Some times, the master / media server goes offline status.
Is there perhaps a firewall between the master and media server?
Here we see comms problem between master and media server:
10/31/2013 06:06:55 - Error bpbrm (pid=8428) could not write FILE ADDED message to OUTSOCK
Similar issue in this forum discussion:
https://www-secure.symantec.com/connect/forums/backup-failing-status-40
10-31-2013 11:19 AM
Please verify the nbjm log for more details:
and please do check this refernce link
http://www.symantec.com/business/support/index?page=content&id=TECH66444
10-31-2013 12:34 PM
You said in the middle of a backup yet the details show small time frame from start to error.
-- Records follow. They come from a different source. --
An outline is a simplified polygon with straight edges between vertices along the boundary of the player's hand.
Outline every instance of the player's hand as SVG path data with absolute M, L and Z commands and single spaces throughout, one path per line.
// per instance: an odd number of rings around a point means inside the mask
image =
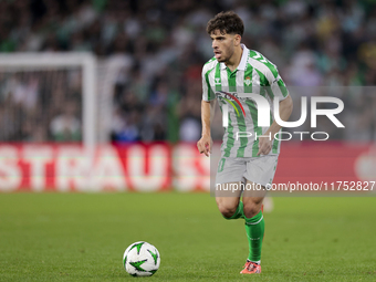
M 268 155 L 272 149 L 273 140 L 269 139 L 268 137 L 260 137 L 259 138 L 259 153 L 260 155 Z
M 203 135 L 201 139 L 197 142 L 197 148 L 200 154 L 205 154 L 207 157 L 209 157 L 209 154 L 211 153 L 211 146 L 212 146 L 212 139 L 210 135 Z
I did notice that your schedule was for Oracle and I was wondering if perhaps it may be a name resolution timeout. Oracle needs forward and reverse name resolution to work between the client, media server AND master server. I suggest entries to be made in each of their local hosts files. Also of coarse check the resolve file to be able to use those local host entries.